Les photographies font partie des informations circulant sur internet, le plus souvent sans mention de la source (auteur de l’image, date de la prise de vue). Certains outils aident à rétablir la traçabilité des photographies en permettant de rechercher les images similaires „scannées“ par google:

 

EXERCICE

 

taxi inondations source

Restons au chapitre des inondations avec cet article de „Tunisie Numérique“: le taxi a-t-il vraiment été photographié lors des inondations de novembre 2012 à Tunis? Quelle est la source de cette photo (photographe, lieu)?

[Réponse dans le post Le coup du taxi pour trouver la source des inondations]

 

Une nouvelle mode journalistique? LE « FACT CHECKING »

 

La vérification des informations, une règle vieille comme le journalisme, est qualifiée de « fact checking » depuis l’essor d’Internet et l’accès à l’imagerie satellite ainsi qu’aux grandes bases de données.

« Le fact checking (fr. la réenquête) est un anglicisme désignant une démarche visant à valider l’exactitude d’affirmations, d’informations, ou de faits allégués dans un texte ou discours oral. Cette opération est effectuée par des fact checkers (réenquêteurs) qui sont des personnes vérifiant que les assertions d’un texte ou d’un discours sont vraies. Cette pratique s’applique le plus souvent aux déclarations des hommes politiques (…). (source: https://fr.wikipedia.org/wiki/Fact_checking)

Le « fact checking » se développe notamment de manière collaborative. Wikipedia et d’autres wiki constituent des exemples de „fact checking“ participatifs.

En France, plusieurs sites sont devenus des références en matière de « fact checking » :

  • http://desintox.blogs.liberation.fr : ce blog créé sur le site de Libération fait l’objet d’une chronique sur ARTE à 20h05, du lundi au vendredi.

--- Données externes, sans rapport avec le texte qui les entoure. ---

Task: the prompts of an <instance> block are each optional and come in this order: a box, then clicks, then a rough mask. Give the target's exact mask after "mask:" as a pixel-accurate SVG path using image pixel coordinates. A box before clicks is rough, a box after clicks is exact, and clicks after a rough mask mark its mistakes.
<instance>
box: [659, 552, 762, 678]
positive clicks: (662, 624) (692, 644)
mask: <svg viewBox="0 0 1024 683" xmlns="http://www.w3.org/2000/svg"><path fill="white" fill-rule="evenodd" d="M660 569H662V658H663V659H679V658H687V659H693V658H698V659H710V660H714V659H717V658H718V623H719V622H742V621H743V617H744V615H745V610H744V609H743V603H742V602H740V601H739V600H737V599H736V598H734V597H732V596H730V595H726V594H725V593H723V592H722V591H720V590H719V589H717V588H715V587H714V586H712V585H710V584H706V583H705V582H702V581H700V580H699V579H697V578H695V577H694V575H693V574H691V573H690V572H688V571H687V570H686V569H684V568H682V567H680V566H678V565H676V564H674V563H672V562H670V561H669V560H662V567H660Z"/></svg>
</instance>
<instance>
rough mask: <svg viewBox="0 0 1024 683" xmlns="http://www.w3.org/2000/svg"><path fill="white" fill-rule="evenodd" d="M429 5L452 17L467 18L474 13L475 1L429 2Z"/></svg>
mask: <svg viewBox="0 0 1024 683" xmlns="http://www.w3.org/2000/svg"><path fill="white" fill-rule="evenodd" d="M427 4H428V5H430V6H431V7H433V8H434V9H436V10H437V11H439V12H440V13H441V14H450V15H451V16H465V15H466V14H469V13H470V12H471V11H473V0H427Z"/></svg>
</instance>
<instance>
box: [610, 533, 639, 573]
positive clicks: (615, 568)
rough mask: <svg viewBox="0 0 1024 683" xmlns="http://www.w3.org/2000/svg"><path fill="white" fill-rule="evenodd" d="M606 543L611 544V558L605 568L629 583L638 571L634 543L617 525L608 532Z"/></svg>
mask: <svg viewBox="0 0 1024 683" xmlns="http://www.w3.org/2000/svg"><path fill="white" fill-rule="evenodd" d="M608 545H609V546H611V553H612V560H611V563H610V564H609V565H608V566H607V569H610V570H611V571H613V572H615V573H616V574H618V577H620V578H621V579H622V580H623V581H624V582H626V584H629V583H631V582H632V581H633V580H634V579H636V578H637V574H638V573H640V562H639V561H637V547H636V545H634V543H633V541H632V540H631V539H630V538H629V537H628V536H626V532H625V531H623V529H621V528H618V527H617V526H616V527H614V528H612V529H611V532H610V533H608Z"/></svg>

Désintox se veut un « observatoire des mensonge et des mots du discours politique »,

 

Licence Creative Commons

Ce contenu est mis à disposition selon les termes de la Licence Creative Commons Attribution – Pas d’Utilisation Commerciale – Partage dans les Mêmes Conditions 4.0 International.

Ce contenu a été conçu pour un manuel DWA/IPSI sur les pratiques journalistiques lors de la couverture d’élections (Tunis, avril 2013). Le contenu d’un autre chapitre est également disponible sur le blog: « comment contacter une source sur Internet? »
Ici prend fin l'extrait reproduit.